I wasn't as familiar with Edmund Burke's work on the sublime, so I was interested to learn that Burke (who also, naturally, finds the ocean sublime) argues that the feeling of "terror" or "fear" inspired by the sublime involves some speculation about the possibility of one's own death. That is, we find the ocean sublime partly because its vastness exceeds the powers of our understanding, but more so because that vastness prompts us to imagine our own death by drowning in it. This marks an interesting difference between him and Kant. For Kant, judgments about the sublime (qua aesthetic judgments) must be universal and necessary, which would preclude any considerations of the subject's (particular) death. The sublimity of the ocean is an instance of what Kant would call the "dynamical" sublime, that is, a judgment about the magnitude and might of the ocean, which exceeds human understanding, and not about the particular threat that magnitude and might poses to me. I think Kant might also describe the sublimity of the ocean as "terrible"-- inasmuch as he recognizes that the "feeling" inspired by the sublime is the opposite of the feeling inspired by the beautiful-- but that terror cannot be grounded in any particular empirical psychology.
In the past, I have often heard people talk about Kant's sublime, though explain it in a way that is much closer to Burke. The reasons why these two ideas may be potentially confused seem obvious, but since the distinction between the two is so significant, it seems crucial to try to situate Kant's sublime far, far away from Burke's.

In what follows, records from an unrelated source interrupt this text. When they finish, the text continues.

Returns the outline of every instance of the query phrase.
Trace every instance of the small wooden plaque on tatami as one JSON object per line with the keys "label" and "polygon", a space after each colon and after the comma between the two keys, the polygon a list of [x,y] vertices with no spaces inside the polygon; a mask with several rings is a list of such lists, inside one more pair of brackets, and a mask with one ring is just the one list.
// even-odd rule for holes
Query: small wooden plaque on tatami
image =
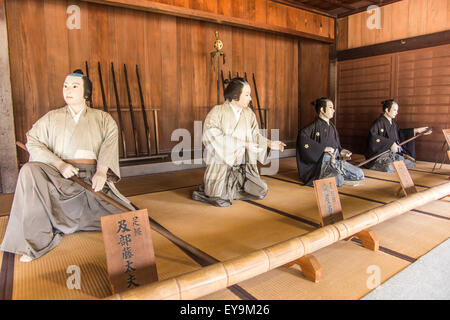
{"label": "small wooden plaque on tatami", "polygon": [[445,140],[450,148],[450,129],[442,129],[442,132],[444,133]]}
{"label": "small wooden plaque on tatami", "polygon": [[417,193],[416,186],[409,174],[408,168],[406,168],[405,162],[403,160],[394,161],[392,162],[392,165],[397,172],[398,178],[400,179],[400,185],[402,186],[405,195]]}
{"label": "small wooden plaque on tatami", "polygon": [[320,213],[320,225],[326,226],[343,220],[336,178],[314,180],[314,191]]}
{"label": "small wooden plaque on tatami", "polygon": [[158,281],[147,209],[101,218],[113,293]]}

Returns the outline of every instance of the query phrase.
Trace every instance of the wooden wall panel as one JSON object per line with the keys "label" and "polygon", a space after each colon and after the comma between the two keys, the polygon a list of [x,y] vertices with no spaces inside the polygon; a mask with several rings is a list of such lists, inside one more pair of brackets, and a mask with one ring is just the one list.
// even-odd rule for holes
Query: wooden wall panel
{"label": "wooden wall panel", "polygon": [[434,127],[416,142],[419,160],[435,161],[450,127],[450,45],[338,62],[337,125],[341,142],[365,151],[380,102],[399,103],[403,128]]}
{"label": "wooden wall panel", "polygon": [[398,123],[434,127],[416,142],[417,154],[434,162],[441,154],[442,129],[450,128],[450,45],[401,52],[395,59]]}
{"label": "wooden wall panel", "polygon": [[[241,26],[262,31],[334,39],[334,18],[293,8],[270,0],[83,0],[119,7]],[[167,6],[169,5],[169,6]],[[189,10],[185,10],[189,9]],[[294,20],[297,23],[292,23]],[[323,38],[321,38],[323,37]]]}
{"label": "wooden wall panel", "polygon": [[[258,3],[256,1],[255,5]],[[125,63],[136,110],[140,152],[145,153],[135,75],[135,65],[139,64],[146,107],[161,110],[161,151],[169,152],[178,143],[170,141],[173,130],[185,128],[192,132],[194,120],[203,121],[217,102],[216,73],[211,68],[209,53],[214,50],[214,31],[218,30],[226,54],[226,64],[221,64],[225,74],[229,70],[234,75],[247,72],[253,88],[251,80],[255,73],[261,105],[270,109],[270,127],[280,129],[280,139],[295,141],[299,107],[297,39],[138,10],[79,1],[70,1],[70,4],[81,7],[80,30],[66,28],[66,1],[7,1],[8,29],[14,30],[9,49],[18,140],[25,141],[26,131],[39,117],[64,105],[64,77],[76,68],[84,70],[85,61],[89,63],[94,85],[94,107],[103,109],[97,73],[100,61],[107,104],[117,120],[110,71],[113,62],[127,151],[133,156],[135,148],[123,73]],[[218,1],[217,10],[223,7],[224,1]],[[327,55],[320,57],[328,61]],[[317,64],[314,51],[309,51],[306,59]],[[305,77],[309,78],[311,76]],[[254,92],[252,97],[256,106]],[[148,119],[153,133],[150,112]],[[154,144],[152,152],[155,152]],[[26,159],[25,155],[20,158],[22,162]]]}
{"label": "wooden wall panel", "polygon": [[338,62],[336,124],[343,147],[364,153],[368,128],[391,97],[392,57]]}
{"label": "wooden wall panel", "polygon": [[346,50],[449,30],[449,10],[450,0],[403,0],[380,8],[381,29],[367,27],[367,19],[373,13],[365,11],[338,19],[338,25],[347,28],[347,33],[341,33],[344,39],[338,36],[338,49]]}
{"label": "wooden wall panel", "polygon": [[328,97],[330,46],[314,41],[300,42],[300,127],[311,123],[317,116],[311,102]]}

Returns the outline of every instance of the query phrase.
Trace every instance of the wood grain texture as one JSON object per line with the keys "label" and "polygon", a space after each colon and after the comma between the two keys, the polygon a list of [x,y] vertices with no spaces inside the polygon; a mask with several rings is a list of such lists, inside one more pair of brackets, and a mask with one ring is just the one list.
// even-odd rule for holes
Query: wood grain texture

This led me to wonder: is there another (perhaps, better) example of the sublime that doesn't allow for this confusion between Kant's description and Burke's description? In other words, can we think of an example of sublimity that would still inspire the negative feelings that Kant associates with the sublime without those negative feelings being potentially associated with our own death, even if only in a latent way?